Quelles seraient les conséquences des accords-cadres avec l’UE pour la Suisse? À ce sujet, l’ancien conseiller fédéral Hans-Rudolf Merz a un avis bien tranché: «Nous devrions verser de nouvelles contributions à l’UE et nous pourrions être forcés, dans certaines circonstances, de reprendre ses règles de financement.
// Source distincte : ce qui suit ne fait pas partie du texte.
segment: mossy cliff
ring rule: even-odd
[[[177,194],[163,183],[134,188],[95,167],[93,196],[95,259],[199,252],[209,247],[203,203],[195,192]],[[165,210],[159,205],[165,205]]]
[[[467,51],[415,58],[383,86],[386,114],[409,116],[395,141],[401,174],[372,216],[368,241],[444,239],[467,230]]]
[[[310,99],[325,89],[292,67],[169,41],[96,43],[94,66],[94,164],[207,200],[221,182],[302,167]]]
Je crains que nous ne soyons obligés de suivre la voie de nombreux pays européens dont la dette publique dépasse les 100%» a-t-il déclaré à la radio-télévision suisse alémanique «SRF».
Le fédéralisme n’est pas compatible avec l’UE
Selon Hans-Rudolf Merz, les traités avec l’UE entraînent une perte de démocratie: «Notre système fédéraliste a fait ses preuves et il n’est pas compatible avec l’UE. La reprise dynamique du droit, donc la reprise automatique du droit de l’UE, va désavantager la Suisse.»
Hans-Rudolf Merz plaide pour la préservation de l’indépendance de la Suisse. «Nous devons collaborer le plus étroitement possible avec l’UE, notamment dans le domaine du commerce. Mais il nous faut absolument conserver notre liberté démocratique. Dans leur forme actuelle, ces accords ne respectent pas encore cette condition.
Le budget de l’État va-t-il croître sans relâche?
L’ancien conseiller fédéral se soucie des finances fédérales. À ses yeux, les subventions constituent le plus grand potentiel d’économies, car elles représentent presque 80% du budget de la Confédération. Hans-Rudolf Merz les compare à des escargots: «Elles rampent inexorablement vers l’avant.» De plus, Hans-Rudolf Merz met en garde contre l’idée d’utiliser la TVA comme source de financement quasiment «universelle». Son but originel était de financer l’AVS.